In Sudan, sustained protests, in which women played a substantial role, sparked a revolution which also ousted President al-Bashir after 29 years in power. From December 2018, initial protests against an increase in fuel prices and dismal economic conditions, and against President Al-Bashir, erupted across the country. Although dozens of protestors were killed when the security forces used tear gas and live ammunition, and thousands were arrested, protests continued to demand that power be handed over to a civilian-led administration. Things got worse in June, when over one hundred protesters were killed by security forces during a sit-in outside the Ministry of Defence in Khartoum. After this turbulent period, Sudan eventually set-up a power sharing Transitional Council in August 2019 for three years until elections are to be held, which promise to bring institutional and legal reforms.

Positive developments were also noted in Ethiopia, where draconian laws that were used to repress civil society were reviewed or replaced, such as the repressive 2009 Charities and Societies Proclamation.
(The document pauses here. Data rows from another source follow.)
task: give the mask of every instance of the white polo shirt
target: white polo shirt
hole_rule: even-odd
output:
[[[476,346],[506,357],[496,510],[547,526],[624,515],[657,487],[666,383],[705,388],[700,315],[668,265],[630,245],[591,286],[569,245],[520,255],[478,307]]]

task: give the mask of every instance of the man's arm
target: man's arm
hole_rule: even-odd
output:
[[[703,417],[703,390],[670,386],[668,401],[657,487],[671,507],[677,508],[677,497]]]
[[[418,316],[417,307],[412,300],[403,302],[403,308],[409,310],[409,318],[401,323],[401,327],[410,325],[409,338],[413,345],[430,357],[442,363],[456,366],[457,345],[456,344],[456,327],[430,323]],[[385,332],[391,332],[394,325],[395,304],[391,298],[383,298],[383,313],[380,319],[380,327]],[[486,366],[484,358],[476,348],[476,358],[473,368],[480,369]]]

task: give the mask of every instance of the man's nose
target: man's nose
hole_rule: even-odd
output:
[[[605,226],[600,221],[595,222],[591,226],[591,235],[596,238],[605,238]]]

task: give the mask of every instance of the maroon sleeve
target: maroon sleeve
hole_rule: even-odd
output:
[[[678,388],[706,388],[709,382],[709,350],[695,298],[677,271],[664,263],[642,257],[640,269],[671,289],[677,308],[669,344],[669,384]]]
Human rights activists have been returning from exile to Ethiopia and efforts are being made to rebuild civil society after a decade of oppression.

Over twenty organisations collaborate on the CIVICUS Monitor to provide an evidence base for action to improve civic space on all continents. The Monitor has posted more than 536 civic space updates in the last year, which are analysed in People Power Under Attack 2019. Civic space in 196 countries is categorized as either closed, repressed, obstructed, narrowed or open, based on a methodology which combines several sources of data on the freedoms of association, peaceful assembly and expression.